As vítimas do terror do Estado têm direito a indenizações que chegam a US$ 220 mil. Já os que morreram em decorrência de ações da guerrilha não têm direito a nada. Raras vezes houve uma compensação pela destruição de casas ou outros bens.

DISCREPÂNCIA Questionada sobre a discrepância, a Secretaria de Direitos Humanos argentina respondeu à Folha: "Os crimes de lesa-humanidade, segundo jurisprudência da Corte Suprema, são aqueles nos quais participaram agentes do Estado, não os cometidos por grupos ou pessoas alheias ao Estado. Os crimes de lesa-humanidade são imprescritíveis, os cometidos por particulares se encontram prescritos por conta do longo tempo transcorrido."
Defensores de vítimas da guerrilha contestam. Para Javier Vigo Leguizamón, advogado de um grupo de vítimas, é um erro classificar como crimes comuns os que foram cometidos por grupos como os Montoneros ou o ERP. "Havia uma guerra na Argentina, e esses grupos cometeram um ataque sistemático à população civil com intenções políticas", disse ele à Folha. "Isso deve ser considerado crime de lesa-humanidade."
Para Villaruel, o terrorismo é o melhor exemplo de crime de lesa-humanidade. "O terrorista não é um criminoso comum porque não está interessado em roubar sua carteira e só. Quer matar, assustar a sociedade e que esse fato seja noticiado, amplificando seu efeito. O alvo é político, é o Estado."
Desde 2003, a justiça argentina adota a definição de crime de lesa-humanidade descrita no Estatuto de Roma (1998), interpretando que crimes do Estado são de lesa-humanidade. Há quem conteste a aplicação do estatuto, argumentando que ele não é retroativo. Para Villaruel, só 30% dos mortos pela guerrilha são militares. "Nessa versão da história, em que de um lado havia militares maus e do outro militantes românticos, que é a que o governo defende, a vítima civil tem de desaparecer. Pois, se seu drama é contado, a história oficial não fecha", diz.
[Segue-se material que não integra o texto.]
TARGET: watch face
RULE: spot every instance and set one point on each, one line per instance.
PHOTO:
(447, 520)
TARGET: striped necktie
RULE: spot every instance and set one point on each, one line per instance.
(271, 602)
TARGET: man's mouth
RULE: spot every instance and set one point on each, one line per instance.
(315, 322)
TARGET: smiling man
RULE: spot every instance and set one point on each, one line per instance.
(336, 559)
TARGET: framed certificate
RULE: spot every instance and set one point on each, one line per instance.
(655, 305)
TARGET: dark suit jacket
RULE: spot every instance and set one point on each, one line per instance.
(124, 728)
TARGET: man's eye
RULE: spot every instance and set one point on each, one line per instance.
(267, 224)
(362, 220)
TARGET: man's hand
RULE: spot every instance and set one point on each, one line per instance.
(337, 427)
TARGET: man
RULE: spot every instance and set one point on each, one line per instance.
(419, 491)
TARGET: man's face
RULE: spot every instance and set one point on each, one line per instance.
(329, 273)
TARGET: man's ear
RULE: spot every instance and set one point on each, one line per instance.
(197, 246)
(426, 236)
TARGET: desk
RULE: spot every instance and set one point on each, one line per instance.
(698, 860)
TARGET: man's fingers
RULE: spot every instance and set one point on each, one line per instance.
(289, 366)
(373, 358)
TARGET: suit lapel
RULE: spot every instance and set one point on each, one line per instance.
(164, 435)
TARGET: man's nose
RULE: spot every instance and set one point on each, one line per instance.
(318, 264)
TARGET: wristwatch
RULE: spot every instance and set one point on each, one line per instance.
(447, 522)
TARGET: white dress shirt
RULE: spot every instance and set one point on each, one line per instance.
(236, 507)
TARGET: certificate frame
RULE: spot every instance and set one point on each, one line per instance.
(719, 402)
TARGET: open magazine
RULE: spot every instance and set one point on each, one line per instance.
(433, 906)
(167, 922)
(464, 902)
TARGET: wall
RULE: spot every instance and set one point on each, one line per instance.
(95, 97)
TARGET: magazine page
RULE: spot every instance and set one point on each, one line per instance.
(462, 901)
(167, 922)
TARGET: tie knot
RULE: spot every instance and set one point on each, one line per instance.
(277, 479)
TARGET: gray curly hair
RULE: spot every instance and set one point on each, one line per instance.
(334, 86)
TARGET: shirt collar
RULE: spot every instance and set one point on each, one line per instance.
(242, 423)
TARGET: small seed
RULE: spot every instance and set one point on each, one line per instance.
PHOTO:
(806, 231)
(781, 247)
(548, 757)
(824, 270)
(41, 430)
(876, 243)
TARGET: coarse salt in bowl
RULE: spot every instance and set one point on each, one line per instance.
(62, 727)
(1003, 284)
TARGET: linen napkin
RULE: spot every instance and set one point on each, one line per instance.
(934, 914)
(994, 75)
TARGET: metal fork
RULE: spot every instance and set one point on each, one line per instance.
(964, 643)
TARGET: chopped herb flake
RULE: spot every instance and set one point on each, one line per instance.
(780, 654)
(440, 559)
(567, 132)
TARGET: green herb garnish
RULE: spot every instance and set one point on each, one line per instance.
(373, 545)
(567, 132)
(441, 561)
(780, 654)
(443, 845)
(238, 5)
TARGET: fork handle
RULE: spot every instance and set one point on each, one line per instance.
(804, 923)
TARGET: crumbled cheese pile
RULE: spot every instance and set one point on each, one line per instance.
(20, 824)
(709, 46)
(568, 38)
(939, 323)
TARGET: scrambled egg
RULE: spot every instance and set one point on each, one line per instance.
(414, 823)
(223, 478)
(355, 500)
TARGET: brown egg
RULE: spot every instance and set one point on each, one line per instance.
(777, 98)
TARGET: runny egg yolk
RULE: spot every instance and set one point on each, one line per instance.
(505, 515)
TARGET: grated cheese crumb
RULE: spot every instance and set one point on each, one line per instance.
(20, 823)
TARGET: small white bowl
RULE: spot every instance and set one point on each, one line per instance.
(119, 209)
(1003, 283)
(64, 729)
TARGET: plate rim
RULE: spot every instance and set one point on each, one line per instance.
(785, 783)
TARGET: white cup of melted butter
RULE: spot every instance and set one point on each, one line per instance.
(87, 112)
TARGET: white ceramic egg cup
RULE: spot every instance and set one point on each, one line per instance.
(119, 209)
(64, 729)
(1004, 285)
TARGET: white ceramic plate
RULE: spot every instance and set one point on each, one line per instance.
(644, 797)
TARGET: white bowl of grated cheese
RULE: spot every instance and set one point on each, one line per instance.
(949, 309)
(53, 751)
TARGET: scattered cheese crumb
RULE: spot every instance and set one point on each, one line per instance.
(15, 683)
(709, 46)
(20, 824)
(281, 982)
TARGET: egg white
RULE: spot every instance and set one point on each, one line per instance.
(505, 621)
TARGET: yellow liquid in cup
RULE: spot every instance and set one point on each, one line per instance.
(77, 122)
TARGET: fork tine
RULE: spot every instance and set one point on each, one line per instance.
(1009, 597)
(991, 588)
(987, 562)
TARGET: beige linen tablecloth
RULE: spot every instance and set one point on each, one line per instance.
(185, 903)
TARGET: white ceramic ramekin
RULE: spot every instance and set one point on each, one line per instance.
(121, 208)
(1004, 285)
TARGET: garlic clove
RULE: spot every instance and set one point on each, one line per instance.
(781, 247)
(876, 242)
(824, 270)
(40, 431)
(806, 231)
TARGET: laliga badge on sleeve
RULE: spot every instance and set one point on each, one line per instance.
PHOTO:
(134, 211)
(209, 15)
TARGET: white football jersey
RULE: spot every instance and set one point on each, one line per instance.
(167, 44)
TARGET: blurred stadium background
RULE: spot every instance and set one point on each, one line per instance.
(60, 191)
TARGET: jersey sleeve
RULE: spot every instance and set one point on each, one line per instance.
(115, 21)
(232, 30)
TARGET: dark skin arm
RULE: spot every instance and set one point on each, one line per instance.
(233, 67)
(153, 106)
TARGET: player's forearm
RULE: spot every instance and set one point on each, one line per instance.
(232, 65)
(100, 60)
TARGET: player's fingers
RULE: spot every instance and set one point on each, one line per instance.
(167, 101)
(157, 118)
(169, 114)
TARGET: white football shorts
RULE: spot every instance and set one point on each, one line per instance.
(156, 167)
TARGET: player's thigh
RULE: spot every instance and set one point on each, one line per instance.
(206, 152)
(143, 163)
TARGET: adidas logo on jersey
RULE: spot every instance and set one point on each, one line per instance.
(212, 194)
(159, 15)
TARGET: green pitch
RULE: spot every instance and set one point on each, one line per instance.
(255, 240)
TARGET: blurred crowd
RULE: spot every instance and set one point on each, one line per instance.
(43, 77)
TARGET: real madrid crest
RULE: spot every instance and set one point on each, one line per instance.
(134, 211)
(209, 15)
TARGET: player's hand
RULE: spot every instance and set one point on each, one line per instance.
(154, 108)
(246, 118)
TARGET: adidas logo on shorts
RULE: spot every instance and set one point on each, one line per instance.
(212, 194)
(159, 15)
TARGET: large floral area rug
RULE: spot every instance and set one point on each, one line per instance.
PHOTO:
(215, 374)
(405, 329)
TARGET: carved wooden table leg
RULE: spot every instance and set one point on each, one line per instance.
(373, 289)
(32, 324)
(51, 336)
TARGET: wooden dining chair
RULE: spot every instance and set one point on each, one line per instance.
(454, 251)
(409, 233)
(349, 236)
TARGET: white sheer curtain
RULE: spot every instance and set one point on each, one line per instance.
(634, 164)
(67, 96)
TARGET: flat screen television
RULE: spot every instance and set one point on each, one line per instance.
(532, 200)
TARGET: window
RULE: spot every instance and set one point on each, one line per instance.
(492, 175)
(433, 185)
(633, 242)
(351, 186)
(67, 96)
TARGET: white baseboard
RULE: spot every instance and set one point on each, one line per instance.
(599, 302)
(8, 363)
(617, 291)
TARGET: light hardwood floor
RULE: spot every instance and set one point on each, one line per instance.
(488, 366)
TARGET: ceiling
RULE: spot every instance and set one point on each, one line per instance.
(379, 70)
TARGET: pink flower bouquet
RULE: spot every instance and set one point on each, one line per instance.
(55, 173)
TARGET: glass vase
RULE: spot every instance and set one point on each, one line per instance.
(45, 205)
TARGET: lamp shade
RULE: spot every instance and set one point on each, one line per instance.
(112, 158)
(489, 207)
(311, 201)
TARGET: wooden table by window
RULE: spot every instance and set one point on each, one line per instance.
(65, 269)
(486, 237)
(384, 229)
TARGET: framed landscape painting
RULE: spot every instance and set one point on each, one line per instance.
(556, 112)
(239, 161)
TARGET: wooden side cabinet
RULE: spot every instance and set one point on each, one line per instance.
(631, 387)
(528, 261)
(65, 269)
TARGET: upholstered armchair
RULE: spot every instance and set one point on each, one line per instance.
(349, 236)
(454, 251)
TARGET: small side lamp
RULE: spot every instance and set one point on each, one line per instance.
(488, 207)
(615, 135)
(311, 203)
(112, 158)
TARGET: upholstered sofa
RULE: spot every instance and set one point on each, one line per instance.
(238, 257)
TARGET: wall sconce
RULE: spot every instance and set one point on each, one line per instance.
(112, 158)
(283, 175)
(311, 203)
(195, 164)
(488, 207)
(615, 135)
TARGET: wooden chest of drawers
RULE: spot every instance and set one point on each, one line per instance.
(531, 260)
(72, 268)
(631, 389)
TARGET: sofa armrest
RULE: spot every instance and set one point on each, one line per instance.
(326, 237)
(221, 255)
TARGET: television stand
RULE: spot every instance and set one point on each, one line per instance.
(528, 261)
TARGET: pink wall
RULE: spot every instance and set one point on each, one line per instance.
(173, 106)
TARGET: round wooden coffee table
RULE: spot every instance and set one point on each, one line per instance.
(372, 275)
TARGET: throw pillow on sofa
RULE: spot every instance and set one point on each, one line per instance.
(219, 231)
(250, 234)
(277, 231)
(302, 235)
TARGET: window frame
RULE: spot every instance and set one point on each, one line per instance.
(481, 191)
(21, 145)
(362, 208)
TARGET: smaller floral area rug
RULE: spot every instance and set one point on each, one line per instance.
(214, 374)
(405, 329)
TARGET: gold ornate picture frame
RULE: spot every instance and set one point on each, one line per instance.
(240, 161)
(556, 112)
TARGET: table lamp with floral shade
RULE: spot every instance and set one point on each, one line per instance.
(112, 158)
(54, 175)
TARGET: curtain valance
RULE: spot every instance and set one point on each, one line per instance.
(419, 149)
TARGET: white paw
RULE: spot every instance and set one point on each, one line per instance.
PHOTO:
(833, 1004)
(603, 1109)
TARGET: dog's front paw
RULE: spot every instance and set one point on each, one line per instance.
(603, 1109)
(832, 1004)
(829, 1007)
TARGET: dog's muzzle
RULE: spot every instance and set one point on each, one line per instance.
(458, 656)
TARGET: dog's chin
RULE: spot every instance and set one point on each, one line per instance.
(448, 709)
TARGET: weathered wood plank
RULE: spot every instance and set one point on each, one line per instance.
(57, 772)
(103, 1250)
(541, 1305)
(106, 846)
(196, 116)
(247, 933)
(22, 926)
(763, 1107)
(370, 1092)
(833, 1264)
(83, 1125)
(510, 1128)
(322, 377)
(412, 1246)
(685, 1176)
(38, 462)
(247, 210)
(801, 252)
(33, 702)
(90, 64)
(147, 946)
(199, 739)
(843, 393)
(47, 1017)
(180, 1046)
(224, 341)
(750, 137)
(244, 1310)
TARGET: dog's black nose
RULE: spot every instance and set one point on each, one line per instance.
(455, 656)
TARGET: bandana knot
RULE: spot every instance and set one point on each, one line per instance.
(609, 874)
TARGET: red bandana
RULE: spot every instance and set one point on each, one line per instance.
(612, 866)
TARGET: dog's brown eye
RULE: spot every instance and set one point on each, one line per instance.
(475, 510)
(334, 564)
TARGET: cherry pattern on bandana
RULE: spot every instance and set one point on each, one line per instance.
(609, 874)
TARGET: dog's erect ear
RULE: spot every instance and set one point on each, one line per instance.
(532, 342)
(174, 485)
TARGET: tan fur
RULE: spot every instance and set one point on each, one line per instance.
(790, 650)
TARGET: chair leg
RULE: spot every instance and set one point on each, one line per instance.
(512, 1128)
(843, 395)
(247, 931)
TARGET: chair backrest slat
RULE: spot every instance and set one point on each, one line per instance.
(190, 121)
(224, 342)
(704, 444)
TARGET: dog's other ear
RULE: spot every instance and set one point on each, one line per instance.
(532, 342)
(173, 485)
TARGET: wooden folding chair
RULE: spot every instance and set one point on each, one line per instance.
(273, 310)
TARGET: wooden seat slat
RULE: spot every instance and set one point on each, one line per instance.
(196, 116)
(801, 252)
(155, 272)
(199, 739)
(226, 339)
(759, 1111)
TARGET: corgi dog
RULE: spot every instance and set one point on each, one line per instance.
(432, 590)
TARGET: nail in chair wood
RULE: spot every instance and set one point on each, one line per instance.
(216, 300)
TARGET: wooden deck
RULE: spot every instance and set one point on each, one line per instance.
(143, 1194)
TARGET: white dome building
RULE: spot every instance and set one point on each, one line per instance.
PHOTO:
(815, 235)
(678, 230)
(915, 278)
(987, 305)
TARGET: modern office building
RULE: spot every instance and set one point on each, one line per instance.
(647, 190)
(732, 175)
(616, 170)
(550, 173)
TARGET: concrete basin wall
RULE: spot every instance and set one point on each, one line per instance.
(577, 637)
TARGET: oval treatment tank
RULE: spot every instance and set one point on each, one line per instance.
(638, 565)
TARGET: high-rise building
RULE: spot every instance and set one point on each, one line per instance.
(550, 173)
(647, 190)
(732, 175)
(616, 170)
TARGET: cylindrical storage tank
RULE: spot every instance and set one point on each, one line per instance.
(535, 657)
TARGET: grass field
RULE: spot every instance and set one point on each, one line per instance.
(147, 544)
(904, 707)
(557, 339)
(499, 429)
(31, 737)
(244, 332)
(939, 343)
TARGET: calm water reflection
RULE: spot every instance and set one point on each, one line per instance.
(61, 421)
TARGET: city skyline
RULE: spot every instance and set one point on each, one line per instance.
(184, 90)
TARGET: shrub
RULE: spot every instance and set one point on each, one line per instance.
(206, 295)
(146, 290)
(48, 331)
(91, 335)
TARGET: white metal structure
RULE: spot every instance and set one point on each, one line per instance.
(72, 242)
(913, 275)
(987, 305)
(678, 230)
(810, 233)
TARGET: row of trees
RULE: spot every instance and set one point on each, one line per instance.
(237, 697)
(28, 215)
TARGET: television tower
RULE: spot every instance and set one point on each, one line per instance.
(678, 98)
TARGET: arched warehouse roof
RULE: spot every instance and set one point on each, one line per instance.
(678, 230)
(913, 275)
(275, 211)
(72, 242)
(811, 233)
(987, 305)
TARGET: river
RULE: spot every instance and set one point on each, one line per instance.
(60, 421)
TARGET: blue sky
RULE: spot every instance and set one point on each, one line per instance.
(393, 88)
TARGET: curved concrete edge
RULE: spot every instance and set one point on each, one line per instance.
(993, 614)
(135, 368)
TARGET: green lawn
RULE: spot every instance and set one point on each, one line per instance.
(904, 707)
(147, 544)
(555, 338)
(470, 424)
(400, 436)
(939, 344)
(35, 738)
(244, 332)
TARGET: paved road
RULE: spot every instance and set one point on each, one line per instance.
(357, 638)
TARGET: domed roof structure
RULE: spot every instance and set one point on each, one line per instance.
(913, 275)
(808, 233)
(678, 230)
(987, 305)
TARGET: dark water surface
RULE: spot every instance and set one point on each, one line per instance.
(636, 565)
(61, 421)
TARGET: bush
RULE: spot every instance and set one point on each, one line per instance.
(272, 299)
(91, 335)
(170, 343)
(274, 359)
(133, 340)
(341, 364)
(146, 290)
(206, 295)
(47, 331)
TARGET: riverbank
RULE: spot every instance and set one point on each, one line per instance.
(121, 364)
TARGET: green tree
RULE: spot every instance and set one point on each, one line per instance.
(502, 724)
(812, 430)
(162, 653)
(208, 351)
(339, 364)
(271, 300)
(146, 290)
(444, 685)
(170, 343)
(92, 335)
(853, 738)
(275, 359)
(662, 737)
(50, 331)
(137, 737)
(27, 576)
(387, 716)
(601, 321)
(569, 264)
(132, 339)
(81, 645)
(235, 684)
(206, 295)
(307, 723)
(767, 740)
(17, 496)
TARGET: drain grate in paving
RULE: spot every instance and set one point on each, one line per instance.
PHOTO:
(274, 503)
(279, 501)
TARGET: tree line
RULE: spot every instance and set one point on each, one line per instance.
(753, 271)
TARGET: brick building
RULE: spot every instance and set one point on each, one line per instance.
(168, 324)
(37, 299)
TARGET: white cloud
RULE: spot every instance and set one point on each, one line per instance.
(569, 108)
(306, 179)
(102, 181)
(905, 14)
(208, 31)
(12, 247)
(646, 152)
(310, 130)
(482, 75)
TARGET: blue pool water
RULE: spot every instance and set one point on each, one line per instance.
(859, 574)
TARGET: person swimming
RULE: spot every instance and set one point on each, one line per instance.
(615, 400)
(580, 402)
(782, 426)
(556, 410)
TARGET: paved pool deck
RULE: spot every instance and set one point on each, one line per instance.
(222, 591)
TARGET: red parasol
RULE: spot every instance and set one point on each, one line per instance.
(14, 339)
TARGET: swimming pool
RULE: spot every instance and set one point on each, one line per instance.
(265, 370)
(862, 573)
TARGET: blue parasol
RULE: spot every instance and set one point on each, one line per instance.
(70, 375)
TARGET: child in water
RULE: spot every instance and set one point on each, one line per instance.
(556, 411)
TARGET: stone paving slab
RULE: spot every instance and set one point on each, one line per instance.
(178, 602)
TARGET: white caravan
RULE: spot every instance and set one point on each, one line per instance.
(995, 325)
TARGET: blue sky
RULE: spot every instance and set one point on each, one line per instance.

REPARAÇÃO A italiana Lorenza Ferrari, 81, viúva e doente, não sabe quem vai cuidar de Abel, seu filho deficiente, quando ela morrer. Há 35 anos, pede ao Estado reparação pelo assassinato de Laura, sua filha, morta aos 18 anos num atentado a bomba na Universidade de Belgrano, em Buenos Aires, em 1975. Em vão, já entrou na Justiça e mandou cartas a presidentes.
"O discurso de conciliação dos governos democráticos diz que cada lado da guerra dos anos 70 tinha que admitir seus erros e passaríamos a viver em paz. Mas, e eu, que erro cometi?", pergunta.
Laura não militava. Segundo a mãe, evitou o ensino público na Universidade de Buenos Aires porque lá era intensa a agitação política. Entrou no curso de ciências econômicas da Universidade de Belgrano, particular. Em 8 de setembro de 1975, ela e três amigos esperavam colegas dentro de um carro, na porta da faculdade. Então o automóvel da frente explodiu, ferindo a todos no carro e matando Laura.
Outros ataques tiveram alvos civis, como os sequestros realizados para financiar a luta ou fazer trocas por presos políticos. A advogada Victoria Paz, 57, lembra a noite em que mataram seu pai, o usineiro José María Paz. "Sabíamos que algo poderia acontecer. Minha família tinha dinheiro e vivíamos em Tucumán, que era um centro guerrilheiro importante", recorda. "Recebemos ameaças por meses, pensamos em fugir para o Brasil, mas meu pai não queria abandonar o que tinha construído."
Em 7 de agosto de 1974, José María desembarcou no aeroporto de San Miguel de Tucumán, capital da província, e, de táxi, rumou para casa. O carro foi bloqueado pelos montoneros, que exigiram que Paz os acompanhasse. Como o seguraram pelo paletó, Paz escorregou para fora da roupa e correu. Os guerrilheiros o seguiram e o balearam. Socorrido, Paz foi operado. Enquanto isso, os montoneros ameaçavam invadir o hospital e matá-lo. Paz não resistiu e morreu.
"Minha família está destruída até hoje, minha sobrinha de 22 anos se matou com um tiro após recebermos uma ligação de alguém que dizia saber quem eram os assassinos e que eles estavam vivos", disse Victoria à Folha.
Segundo ela, os guerrilheiros tornaram a província de Tucumán tão violenta que ela chegou a comemorar o golpe. "Pensava que as bombas iam parar, que as mortes não ocorreriam mais. Mas não foi assim, a violência continuou. Quando a ditadura acabou e eu, só então, soube a proporção da repressão militar, imediatamente fiquei contra ela também."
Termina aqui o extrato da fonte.